Gdzieś koło południa Stefan zaczął zdradzać zachowaniem że trzeba ruszać do Warszawy (dla niezorientowanych to taka wieś na Mazowszu nad Wisłą).
I pojechali Grześ, Piotr i Stefan. Niestety wzywała ich praca, a my w trójkę zostaliśmy. W międzyczasie dotarła wiadomośc, że Rafał z Chorzowa nie dotrze co zdziebko nas zdołowało. Wyczekiwaliśmy, dyskutując trochę o dalszych częściach wcześniej poruszonych tematów, na kolejnych indianistów. Marek zaczął zbierać chrust i gałęzie, Ania i ja wyskoczyliśmy po zaprowiantowanie. Smutne lecz prawdziwe.... ta Kobieta Wojownik po cichu przejęła władzę w tipi...a ja nie protestowałem - przynajmniej nie bardzo :).
Jeszcze długo potem stan liczebny fiestowiczów nie zmieniał się. Ale w końcu los się usmiechnął. Przytargał się Bluewind i Beata (czyli Ania Beata lub Ania B.). Znaleźli szybko miejsca u nas. A potem....zaczęło się zaludniać. Przybył Lakota z Jarlem Januszem, Staszek z Sulęcina, ogrooooooooooooooooomna załoga Groszka, pojawił się nad nami Cień z Ewą a wkrótce wycie Wilka dało się słyszeć w okolicy.
Czyli jednak. Ludziska przybywają. Znowu stanęly tipi (w sumie 4), kilka namiotów, znowu przy ognisku indianiści opowiadali swe przemyślenia, żarty, wspomnienia. Piątek dobiegał końca, Marek pojechał do domu, zapowiadając że wróci jutro, część ludzi poszła do baru, część spać a Vampiria ze mną na długi nocny spacer. Cichy był las nocą, gdzieś w oddali słychać było jednak cywilizację. Gdy wróciliśmy panowała już w obozie cisza...
Sobota rano.
Powoli budzimy się do życia. Już nie pamiętam kto wpadł na pomysł zrobienia śniadania.
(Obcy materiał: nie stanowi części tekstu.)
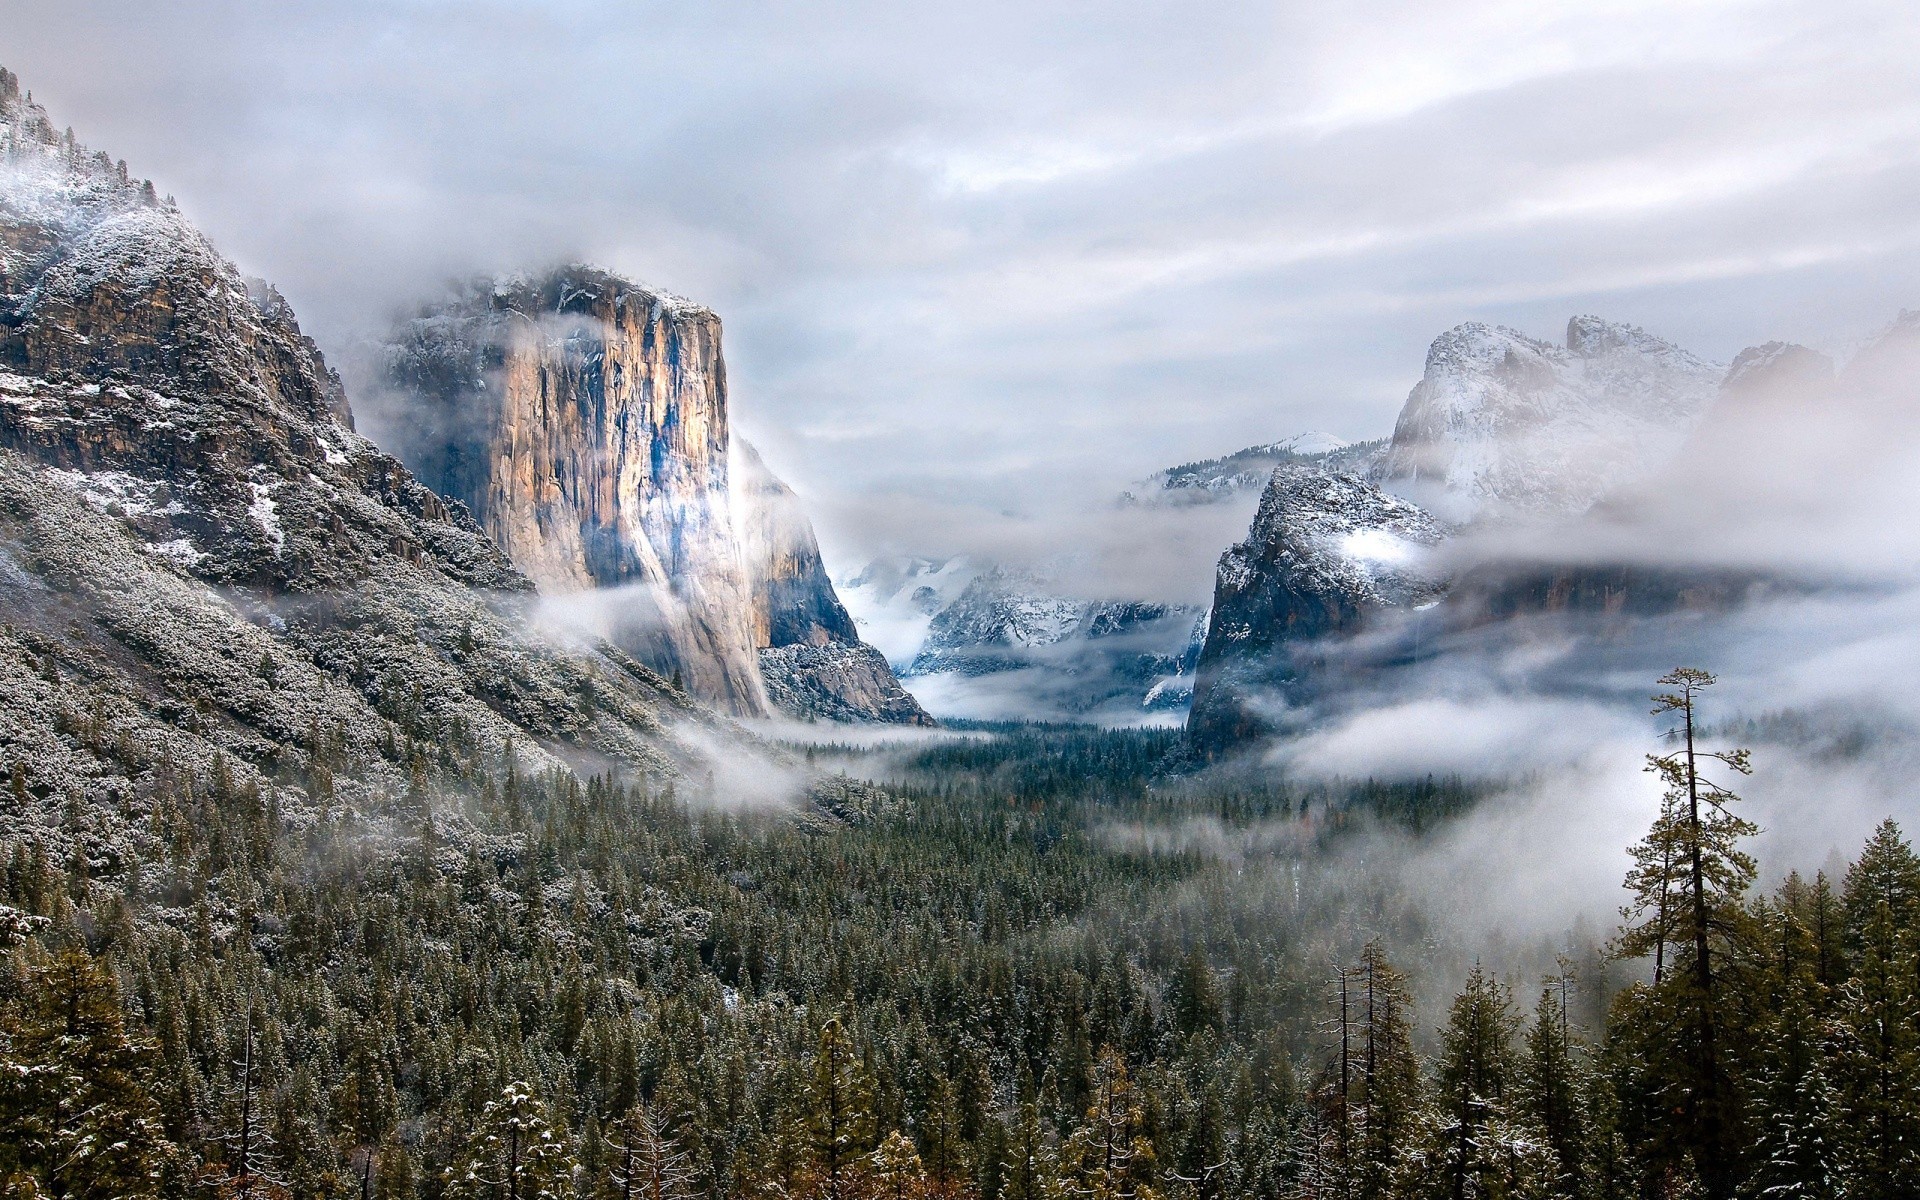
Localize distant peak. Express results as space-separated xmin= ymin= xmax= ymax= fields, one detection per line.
xmin=1722 ymin=341 xmax=1832 ymax=398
Na dźwięk słowa "śniadanie" indianiści najczęściej baaardzo szybko zlatują się na miejsce pokazania się pokarmu :).
Powoli klaruje się definicja indianisty , ale o tym już kiedy indziej. Powoli też okazuje się że jedzenia w tipi jest coraz więcej. Niestety :) okazuje się, że wszystkie kobiety mieszkające u mnie w tipi to wegetarianki....wizja braku boczku zawisła nad kruczym, przepraszam... już aniowym tipi. I nagle pojawia się znowu Marek Cichomski.
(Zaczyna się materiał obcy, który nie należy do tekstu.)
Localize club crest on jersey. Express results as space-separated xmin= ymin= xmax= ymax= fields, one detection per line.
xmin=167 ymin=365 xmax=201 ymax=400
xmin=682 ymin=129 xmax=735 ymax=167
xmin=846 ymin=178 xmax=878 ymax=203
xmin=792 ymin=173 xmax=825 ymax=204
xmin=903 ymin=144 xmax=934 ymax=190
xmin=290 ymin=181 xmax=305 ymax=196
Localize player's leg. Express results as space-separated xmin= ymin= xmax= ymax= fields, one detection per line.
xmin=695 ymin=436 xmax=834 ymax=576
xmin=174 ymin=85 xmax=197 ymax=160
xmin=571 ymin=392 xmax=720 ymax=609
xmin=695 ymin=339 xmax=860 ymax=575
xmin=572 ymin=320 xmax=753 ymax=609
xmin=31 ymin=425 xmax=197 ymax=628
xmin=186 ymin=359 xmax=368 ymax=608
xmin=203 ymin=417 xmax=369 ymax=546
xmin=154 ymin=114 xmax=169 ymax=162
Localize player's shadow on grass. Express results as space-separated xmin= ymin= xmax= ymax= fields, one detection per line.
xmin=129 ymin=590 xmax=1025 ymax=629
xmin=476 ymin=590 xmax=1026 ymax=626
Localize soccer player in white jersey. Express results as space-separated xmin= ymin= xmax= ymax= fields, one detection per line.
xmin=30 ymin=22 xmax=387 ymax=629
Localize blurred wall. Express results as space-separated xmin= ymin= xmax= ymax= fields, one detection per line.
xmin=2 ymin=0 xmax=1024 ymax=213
Ja nie wiem jak mam to opisać, aby nie popaść w peany ku czci Marka C., ale LUDZISKA JEDZCIE TYLKO MARKOWY CHLEB!!!!!! Upieczony przez żonę Marka chleb z nasionami znikał w zastraszającym tępie, ba ŚLIW 03!!!!!!
Nawet ja, stary padlinożerca wrąbałem kilka kromek markowego chleba z markowym dżemem śliwkowym. W sumie pół fiesty ulokowało się w naszym tipi na to śniadanie. Z innych ważnych rzeczy , Marek przywiózł boczek i kratkę do pieczenia, dzięki czemu moja chybotliwa konstrukcja przetrwała :). Tak z innej beczki..... w tym roku nie było Centralnego Ognia na zewnątrz, między tipi. Postanowiliśmy że Ogień u nas będzie tym, do którego każdy może przyjśc, usiąść, porozmawiać. I może dzięki temu było u nas zawsze full ludzi, toczyły się przeróżne dyskusje. A że ogień w tipi był też po to , aby robić jedzonko...zawsze ktoś mógł znaleźć coś dla siebie.
ŚLIW 03 powoli znikał, kanapki też, humory poprawiały się w zastraszającym tępie. Wilku cieszył się jak dziecko, śmiechów było co niemiara, więc postanowiliśmy ( w końcu ) ruszyć zwłoki i iść do parku. Rany, jaby ktoś nas widział i słyszał, to pomyślałby, że jakieś stado wypuścili z wariatkowa. Jakaś kobieta w popłochu uciekła z chodnika, a my (głównie Wilk, Lakota i Blue) śpiewaliśmy....(czytaj darliśmy się jak nie wiem co) w drodze do żubrów.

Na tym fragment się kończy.